Я откидываюсь назад. На секунду меня ослепляет отражение солнца в зеркале заднего вида. Я отворачиваюсь и чувствую, как по щеке бежит слеза.
— Я свободен?
Глава 2
Счастливые времена
За несколько лет до того, как моя жизнь превратилась в кошмар, у нас была обычная американская семья. Родители окружали меня и двух моих братьев любовью и заботой. Мы жили в скромном доме с двумя спальнями, расположенном в благополучном районе Дэли-Сити. Помню, в солнечные дни я любил смотреть из окна гостиной на ярко-оранжевые башни моста Золотые ворота и силуэт Сан-Франциско вдалеке.

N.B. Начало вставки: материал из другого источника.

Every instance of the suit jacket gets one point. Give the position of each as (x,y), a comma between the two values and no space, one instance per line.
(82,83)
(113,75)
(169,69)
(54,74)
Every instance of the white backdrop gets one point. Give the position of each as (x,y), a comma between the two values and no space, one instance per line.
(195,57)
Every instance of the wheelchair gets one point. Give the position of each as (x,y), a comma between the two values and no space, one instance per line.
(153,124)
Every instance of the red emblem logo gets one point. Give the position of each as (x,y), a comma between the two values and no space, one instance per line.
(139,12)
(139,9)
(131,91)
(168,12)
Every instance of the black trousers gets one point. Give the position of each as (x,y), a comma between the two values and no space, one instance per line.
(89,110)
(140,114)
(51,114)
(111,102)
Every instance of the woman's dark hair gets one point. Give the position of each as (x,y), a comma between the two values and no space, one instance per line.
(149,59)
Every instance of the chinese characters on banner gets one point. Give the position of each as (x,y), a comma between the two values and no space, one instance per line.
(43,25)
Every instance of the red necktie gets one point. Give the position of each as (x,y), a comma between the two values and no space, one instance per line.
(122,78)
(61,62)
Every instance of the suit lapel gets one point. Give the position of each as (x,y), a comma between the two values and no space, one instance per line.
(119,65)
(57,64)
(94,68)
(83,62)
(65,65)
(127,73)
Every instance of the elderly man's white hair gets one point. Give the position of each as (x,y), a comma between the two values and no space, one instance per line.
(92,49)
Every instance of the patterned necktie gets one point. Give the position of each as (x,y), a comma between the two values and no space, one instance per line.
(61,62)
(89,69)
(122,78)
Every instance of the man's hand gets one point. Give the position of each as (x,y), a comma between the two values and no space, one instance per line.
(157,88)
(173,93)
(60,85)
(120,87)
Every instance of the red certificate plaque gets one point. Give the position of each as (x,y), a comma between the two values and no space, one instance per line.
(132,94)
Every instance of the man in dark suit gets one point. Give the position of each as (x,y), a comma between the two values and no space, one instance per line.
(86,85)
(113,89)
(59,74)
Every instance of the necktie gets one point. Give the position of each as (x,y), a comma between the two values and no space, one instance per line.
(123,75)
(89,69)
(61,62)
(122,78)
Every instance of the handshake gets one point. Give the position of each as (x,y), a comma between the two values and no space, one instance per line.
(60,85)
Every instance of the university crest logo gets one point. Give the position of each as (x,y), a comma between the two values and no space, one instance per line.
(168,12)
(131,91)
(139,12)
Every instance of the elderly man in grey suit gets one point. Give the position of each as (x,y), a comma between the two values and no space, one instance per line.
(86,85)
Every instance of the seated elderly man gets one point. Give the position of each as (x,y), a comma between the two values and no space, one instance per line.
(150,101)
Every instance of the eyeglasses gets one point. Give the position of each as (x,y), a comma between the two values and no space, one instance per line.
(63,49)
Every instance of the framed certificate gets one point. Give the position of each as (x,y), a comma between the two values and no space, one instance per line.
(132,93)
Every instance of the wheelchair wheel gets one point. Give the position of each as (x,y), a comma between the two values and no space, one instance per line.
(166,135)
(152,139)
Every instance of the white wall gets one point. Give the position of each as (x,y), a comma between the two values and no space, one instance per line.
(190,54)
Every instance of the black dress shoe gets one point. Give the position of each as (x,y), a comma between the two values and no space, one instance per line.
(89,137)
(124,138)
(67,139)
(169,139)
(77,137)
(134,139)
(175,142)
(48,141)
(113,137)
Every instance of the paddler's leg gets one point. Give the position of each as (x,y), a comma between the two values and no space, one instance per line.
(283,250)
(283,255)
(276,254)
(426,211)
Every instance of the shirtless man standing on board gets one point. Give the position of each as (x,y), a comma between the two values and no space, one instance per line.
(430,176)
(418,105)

Мой папа, Стивен Джозеф, работал пожарным на станции в центре города. Он был высоким и широкоплечим, а его мускулам любой бы позавидовал. А еще у него были густые кустистые брови, и мне очень нравилось, когда он подмигивал мне и называл Тигром.
Моя мама, Кэтрин Роэрва, была женщиной среднего роста, внешне ничем не примечательной. Я даже не могу вспомнить, какого цвета были ее волосы и глаза. Но одно я помню точно: она буквально светилась любовью к своим детям. Главным маминым качеством была решительность, а еще она отличалась богатым воображением и изобретательностью.

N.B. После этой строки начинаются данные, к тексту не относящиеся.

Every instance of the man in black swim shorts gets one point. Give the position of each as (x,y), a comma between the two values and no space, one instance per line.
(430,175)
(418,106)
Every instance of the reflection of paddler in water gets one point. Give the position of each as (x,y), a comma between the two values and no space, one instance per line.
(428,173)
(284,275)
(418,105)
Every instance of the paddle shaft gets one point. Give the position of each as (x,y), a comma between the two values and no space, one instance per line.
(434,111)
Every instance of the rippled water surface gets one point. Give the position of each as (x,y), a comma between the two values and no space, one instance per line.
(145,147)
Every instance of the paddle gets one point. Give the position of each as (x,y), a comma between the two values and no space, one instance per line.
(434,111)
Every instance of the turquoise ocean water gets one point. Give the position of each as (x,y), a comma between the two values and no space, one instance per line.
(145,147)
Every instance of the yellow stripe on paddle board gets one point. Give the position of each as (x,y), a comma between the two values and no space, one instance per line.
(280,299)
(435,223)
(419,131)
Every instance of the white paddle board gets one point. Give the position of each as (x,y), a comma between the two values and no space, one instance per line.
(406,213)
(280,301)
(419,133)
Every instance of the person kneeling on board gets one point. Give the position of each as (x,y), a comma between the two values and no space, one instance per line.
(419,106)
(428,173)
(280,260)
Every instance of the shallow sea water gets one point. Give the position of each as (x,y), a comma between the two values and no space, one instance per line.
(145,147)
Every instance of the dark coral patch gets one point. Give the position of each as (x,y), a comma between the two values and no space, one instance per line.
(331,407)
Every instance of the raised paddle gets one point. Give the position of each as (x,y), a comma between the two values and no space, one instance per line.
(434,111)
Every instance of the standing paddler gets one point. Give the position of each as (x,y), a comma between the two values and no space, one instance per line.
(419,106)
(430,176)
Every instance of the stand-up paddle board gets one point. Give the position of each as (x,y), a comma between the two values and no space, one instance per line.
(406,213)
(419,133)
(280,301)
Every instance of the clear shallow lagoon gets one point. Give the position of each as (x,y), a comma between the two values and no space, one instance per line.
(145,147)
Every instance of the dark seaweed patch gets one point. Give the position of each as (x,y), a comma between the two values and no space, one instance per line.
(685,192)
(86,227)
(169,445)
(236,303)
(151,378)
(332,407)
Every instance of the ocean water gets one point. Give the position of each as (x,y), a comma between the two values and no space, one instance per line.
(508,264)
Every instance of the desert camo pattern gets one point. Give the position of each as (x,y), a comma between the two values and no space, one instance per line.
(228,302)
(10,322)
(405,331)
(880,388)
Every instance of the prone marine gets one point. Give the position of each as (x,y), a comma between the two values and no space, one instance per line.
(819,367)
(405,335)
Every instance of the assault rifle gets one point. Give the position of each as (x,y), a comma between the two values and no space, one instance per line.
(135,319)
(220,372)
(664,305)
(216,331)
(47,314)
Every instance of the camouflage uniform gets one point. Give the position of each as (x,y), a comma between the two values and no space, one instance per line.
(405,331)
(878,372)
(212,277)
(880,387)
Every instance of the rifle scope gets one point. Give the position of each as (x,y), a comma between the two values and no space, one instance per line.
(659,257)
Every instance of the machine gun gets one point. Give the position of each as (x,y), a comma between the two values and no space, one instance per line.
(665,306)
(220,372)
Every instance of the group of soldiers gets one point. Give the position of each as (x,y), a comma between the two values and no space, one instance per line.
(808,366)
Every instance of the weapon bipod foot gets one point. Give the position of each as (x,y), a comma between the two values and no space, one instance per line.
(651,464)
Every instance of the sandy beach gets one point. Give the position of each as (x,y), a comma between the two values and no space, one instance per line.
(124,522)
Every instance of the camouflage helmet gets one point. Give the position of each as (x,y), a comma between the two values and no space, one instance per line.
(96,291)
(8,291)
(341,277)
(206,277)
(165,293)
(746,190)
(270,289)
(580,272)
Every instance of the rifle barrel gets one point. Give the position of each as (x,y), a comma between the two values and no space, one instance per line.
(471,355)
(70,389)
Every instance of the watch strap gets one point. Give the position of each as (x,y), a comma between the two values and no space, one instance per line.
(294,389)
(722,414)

Она старалась самостоятельно решать все семейные проблемы. Однажды, когда мне было четыре года (или пять), мама сказала, что заболела, и вдруг начала странно себя вести. В тот вечер папа работал на станции. После того как мы пообедали, мама внезапно сорвалась с места и начала красить в красный цвет лестницу, ведущую в гараж. Она кашляла от запаха, но продолжала методично возить кисточкой по каждой ступеньке. Краска еще даже не успела высохнуть, когда мама принялась возвращать на место резиновые коврики. Все — и коврики, и мама — покрылось красными пятнами. Наконец она закончила, вернулась в дом и упала на диван. Помню, я спросил маму, почему она положила коврики, не дождавшись, пока краска высохнет. А она улыбнулась и ответила: «Я просто хотела удивить твоего папу».